Literature DB >> 9430805

Efficacy of compression of different capacitance beds in the amelioration of orthostatic hypotension.

J C Denq1, T L Opfer-Gehrking, M Giuliani, J Felten, V A Convertino, P A Low.   

Abstract

Orthostatic hypotension (OH) is the most disabling and serious manifestation of adrenergic failure, occurring in the autonomic neuropathies, pure autonomic failure (PAF) and multiple system atrophy (MSA). No specific treatment is currently available for most etiologies of OH. A reduction in venous capacity, secondary to some physical counter maneuvers (e.g., squatting or leg crossing), or the use of compressive garments, can ameliorate OH. However, there is little information on the differential efficacy, or the mechanisms of improvement, engendered by compression of specific capacitance beds. We therefore evaluated the efficacy of compression of specific compartments (calves, thighs, low abdomen, calves and thighs, and all compartments combined), using a modified antigravity suit, on the end-points of orthostatic blood pressure, and symptoms of orthostatic intolerance. Fourteen patients (PAF, n = 9; MSA, n = 3; diabetic autonomic neuropathy, n = 2; five males and nine females) with clinical OH were studied. The mean age was 62 years (range 31-78). The mean +/- SEM orthostatic systolic blood pressure when all compartments were compressed was 115.9 +/- 7.4 mmHg, significantly improved (p < 0.001) over the head-up tilt value without compression of 89.6 +/- 7.0 mmHg.

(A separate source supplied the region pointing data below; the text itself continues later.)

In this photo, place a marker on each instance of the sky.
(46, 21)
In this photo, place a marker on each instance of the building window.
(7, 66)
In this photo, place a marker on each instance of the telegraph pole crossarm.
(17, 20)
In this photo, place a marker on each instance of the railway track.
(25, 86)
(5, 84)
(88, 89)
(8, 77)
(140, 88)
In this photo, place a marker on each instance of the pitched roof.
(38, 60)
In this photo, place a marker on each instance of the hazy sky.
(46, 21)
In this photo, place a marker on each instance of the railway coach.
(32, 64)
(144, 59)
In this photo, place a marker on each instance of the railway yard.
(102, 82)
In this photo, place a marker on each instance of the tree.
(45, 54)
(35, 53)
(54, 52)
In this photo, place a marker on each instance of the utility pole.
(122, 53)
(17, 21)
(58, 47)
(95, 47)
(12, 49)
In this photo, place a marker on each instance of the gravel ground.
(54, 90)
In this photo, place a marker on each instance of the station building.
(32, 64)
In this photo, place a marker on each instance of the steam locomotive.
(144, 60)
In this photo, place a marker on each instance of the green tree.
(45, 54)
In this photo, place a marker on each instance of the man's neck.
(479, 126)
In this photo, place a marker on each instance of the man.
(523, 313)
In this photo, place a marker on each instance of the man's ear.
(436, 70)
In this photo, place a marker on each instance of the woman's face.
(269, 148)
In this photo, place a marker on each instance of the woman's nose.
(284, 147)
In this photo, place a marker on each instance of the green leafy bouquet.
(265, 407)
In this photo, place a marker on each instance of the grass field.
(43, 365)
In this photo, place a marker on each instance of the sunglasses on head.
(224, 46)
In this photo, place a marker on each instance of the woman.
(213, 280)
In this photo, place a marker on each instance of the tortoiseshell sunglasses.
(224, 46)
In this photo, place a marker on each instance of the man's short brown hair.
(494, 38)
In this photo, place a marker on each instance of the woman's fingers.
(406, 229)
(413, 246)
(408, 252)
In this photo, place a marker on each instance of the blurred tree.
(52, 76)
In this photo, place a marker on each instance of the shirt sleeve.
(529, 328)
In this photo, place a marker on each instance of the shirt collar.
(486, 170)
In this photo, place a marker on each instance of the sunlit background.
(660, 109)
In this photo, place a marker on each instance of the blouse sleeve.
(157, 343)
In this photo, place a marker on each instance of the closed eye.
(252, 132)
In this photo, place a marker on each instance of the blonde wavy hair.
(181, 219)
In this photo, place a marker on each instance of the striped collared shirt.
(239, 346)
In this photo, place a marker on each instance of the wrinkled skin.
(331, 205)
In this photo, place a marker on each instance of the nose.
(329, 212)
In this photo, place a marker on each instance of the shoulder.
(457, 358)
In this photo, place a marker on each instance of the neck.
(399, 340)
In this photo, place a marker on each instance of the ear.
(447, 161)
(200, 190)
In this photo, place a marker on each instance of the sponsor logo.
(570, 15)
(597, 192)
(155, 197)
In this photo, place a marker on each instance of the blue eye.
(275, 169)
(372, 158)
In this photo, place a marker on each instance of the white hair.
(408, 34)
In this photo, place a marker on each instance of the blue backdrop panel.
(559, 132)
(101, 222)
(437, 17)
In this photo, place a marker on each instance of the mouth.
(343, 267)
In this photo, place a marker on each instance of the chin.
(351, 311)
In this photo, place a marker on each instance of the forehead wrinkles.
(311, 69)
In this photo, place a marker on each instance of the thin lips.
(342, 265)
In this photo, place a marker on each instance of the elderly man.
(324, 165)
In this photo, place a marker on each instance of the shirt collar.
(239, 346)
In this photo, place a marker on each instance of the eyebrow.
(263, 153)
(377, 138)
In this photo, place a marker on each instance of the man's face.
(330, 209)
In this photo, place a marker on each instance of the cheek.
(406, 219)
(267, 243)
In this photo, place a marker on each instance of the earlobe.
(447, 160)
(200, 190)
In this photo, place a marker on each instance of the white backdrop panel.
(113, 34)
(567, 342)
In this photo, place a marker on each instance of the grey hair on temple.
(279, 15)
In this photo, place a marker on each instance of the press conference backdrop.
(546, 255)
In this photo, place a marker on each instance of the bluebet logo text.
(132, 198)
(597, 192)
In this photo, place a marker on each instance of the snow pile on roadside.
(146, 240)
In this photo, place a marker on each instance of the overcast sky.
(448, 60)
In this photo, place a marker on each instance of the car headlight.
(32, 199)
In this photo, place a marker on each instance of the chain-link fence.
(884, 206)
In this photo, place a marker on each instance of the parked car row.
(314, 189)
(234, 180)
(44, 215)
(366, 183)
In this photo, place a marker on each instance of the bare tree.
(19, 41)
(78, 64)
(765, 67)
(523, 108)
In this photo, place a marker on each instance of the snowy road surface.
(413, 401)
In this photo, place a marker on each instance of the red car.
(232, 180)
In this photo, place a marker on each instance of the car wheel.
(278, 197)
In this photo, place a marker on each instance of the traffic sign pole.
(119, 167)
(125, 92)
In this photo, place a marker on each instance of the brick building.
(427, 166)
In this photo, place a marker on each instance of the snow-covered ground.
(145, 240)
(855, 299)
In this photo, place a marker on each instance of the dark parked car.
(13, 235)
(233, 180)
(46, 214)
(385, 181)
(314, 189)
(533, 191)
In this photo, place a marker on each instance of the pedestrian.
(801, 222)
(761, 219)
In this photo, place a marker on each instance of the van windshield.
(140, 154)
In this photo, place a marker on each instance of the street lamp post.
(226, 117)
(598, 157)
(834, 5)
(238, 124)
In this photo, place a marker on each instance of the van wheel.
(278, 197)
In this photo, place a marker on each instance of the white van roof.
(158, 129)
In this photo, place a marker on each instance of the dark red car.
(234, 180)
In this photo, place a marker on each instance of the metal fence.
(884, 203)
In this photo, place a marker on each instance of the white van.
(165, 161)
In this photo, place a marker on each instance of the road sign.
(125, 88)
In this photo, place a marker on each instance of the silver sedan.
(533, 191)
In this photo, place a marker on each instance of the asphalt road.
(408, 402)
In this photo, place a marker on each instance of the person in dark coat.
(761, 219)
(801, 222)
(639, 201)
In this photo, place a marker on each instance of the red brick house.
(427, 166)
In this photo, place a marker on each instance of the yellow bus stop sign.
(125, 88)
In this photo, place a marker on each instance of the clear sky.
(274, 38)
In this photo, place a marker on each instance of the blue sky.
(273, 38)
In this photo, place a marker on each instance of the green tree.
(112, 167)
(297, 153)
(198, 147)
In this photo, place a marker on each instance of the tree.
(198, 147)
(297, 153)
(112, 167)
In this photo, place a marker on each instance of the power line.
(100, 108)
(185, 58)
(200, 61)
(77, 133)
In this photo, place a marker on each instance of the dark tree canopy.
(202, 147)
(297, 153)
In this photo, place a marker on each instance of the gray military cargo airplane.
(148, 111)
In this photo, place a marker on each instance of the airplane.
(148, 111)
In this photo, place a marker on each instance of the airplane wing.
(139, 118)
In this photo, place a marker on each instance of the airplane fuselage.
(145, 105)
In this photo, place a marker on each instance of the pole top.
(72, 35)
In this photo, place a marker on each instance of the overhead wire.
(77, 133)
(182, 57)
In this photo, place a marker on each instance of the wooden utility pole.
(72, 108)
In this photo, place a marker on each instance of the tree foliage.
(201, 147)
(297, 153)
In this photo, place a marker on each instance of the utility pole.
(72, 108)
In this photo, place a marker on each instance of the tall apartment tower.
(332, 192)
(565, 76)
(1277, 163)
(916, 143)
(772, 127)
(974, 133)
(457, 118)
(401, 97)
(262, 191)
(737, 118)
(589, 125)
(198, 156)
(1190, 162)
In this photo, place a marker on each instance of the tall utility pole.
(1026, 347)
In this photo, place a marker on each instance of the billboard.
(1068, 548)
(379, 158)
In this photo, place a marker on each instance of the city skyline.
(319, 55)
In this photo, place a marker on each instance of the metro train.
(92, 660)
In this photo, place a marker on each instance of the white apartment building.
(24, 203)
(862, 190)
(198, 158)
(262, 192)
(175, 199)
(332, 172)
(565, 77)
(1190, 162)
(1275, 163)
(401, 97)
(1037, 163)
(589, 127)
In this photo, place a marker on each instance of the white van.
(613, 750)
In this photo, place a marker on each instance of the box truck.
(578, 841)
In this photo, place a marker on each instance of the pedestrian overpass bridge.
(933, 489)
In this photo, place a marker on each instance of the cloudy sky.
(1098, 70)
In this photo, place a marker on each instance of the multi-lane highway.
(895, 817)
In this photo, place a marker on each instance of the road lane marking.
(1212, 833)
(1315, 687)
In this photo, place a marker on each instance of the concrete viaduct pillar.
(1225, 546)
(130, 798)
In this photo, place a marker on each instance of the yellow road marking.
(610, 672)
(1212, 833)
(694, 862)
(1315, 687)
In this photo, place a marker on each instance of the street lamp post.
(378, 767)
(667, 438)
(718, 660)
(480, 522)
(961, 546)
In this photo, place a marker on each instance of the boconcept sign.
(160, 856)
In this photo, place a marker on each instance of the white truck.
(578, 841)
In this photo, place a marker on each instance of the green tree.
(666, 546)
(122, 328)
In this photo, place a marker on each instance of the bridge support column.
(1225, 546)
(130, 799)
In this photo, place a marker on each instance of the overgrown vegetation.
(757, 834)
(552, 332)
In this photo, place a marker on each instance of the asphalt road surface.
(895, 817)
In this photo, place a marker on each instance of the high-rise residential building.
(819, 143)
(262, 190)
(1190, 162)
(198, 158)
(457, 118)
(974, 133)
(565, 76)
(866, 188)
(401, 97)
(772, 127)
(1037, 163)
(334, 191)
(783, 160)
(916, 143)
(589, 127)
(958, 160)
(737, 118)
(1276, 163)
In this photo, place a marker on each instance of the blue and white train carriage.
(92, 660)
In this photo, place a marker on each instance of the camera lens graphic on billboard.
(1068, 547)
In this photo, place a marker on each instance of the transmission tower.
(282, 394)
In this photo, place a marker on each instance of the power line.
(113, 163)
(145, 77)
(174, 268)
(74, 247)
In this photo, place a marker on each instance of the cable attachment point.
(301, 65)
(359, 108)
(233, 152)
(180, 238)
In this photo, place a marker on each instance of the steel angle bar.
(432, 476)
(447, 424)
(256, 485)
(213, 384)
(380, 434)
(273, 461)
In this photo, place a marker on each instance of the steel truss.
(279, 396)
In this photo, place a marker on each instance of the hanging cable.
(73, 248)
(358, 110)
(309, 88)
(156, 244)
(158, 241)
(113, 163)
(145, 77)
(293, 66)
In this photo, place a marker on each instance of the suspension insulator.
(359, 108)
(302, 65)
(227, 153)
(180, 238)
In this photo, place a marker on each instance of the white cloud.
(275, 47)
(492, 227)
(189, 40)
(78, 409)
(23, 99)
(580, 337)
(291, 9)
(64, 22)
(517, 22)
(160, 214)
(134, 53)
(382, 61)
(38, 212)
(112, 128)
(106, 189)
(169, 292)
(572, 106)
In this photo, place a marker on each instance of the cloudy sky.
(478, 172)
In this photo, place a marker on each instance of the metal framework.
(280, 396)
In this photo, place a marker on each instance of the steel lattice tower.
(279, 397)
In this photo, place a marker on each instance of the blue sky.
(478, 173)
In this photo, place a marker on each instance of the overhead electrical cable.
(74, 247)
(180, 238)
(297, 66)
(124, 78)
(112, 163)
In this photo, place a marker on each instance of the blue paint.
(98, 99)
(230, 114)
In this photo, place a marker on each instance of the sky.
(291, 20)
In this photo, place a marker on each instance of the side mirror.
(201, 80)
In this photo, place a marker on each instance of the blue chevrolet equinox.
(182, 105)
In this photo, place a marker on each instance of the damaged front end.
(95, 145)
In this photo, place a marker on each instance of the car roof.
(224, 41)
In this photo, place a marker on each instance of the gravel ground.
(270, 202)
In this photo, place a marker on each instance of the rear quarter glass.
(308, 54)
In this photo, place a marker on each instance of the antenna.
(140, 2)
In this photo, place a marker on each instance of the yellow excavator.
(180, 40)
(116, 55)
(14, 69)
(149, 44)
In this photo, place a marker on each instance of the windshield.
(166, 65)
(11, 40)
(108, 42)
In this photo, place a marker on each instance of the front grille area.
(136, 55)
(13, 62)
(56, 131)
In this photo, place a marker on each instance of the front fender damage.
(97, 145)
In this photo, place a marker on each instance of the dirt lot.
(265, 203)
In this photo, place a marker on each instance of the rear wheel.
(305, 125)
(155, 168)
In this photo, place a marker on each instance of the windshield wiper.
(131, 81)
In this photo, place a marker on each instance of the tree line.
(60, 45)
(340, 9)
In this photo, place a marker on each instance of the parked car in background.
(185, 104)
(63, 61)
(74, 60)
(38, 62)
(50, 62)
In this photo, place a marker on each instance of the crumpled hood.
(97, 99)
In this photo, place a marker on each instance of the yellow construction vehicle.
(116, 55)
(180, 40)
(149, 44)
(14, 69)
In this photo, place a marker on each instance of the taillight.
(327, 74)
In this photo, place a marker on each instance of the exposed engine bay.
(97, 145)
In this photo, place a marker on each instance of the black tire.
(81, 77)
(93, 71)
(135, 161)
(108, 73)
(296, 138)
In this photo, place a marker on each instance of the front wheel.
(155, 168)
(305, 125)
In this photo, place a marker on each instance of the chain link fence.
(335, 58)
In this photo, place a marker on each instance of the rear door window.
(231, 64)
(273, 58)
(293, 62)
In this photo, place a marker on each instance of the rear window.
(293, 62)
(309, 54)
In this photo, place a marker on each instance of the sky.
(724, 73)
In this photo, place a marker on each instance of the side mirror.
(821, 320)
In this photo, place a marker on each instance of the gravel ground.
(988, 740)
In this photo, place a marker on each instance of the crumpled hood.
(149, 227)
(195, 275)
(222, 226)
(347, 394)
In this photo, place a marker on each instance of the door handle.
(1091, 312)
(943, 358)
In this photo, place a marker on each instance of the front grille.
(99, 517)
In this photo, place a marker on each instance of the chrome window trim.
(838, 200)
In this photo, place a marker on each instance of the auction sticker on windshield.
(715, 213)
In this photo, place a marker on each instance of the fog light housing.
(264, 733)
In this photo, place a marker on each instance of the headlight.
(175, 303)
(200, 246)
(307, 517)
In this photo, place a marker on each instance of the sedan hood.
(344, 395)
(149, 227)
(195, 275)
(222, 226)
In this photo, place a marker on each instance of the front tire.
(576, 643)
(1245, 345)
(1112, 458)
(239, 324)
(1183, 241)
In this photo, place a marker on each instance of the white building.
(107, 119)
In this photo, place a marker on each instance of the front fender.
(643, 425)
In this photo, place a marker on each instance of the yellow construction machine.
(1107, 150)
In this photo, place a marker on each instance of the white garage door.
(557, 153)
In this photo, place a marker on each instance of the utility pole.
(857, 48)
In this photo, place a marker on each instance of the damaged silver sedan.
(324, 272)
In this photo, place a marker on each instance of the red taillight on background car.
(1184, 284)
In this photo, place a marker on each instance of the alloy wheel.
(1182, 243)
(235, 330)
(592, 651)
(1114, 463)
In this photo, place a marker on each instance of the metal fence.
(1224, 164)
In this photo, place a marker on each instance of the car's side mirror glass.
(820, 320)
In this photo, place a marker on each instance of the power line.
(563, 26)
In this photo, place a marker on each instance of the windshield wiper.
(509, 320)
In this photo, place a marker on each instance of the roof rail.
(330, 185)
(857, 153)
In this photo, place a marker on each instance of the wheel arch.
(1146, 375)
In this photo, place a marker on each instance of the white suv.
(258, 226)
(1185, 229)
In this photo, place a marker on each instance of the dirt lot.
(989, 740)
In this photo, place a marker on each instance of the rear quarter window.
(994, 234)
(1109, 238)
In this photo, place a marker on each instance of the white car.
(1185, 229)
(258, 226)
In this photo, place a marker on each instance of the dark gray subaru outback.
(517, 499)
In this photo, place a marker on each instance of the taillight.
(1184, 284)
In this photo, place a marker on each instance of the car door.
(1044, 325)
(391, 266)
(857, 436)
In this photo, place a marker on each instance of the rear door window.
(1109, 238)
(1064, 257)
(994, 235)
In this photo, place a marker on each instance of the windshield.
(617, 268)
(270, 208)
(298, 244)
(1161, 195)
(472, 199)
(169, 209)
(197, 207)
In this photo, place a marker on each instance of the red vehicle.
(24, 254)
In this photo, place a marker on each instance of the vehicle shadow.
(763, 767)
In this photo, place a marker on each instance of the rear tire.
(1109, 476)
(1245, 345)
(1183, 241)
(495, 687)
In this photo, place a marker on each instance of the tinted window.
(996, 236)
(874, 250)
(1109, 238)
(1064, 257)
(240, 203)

The abdomen was the only single compartment whose compression significantly reduced OH (p < 0.005). There was a significant increase of peripheral resistance index (PRI) with compression of abdomen (p < 0.001) or all compartments (p < 0.001); end-diastolic index and cardiac index did not change. We conclude that denervation increases vascular capacity, and that venous compression improves OH by reducing this capacity and increasing PRI. Compression of all compartments is the most efficacious, followed by abdominal compression, whereas leg compression alone was less effective, presumably reflecting the large capacity of the abdomen relative to the legs.

Entities:  

Keywords:  NASA Discipline Cardiopulmonary; Non-NASA Center

Mesh:

Year:  1997        PMID: 9430805     DOI: 10.1007/bf02267725

Source DB:  PubMed          Journal:  Clin Auton Res        ISSN: 0959-9851            Impact factor:   4.435


  16 in total

1.  Treatment of postural hypotension with a counter-pressure garment.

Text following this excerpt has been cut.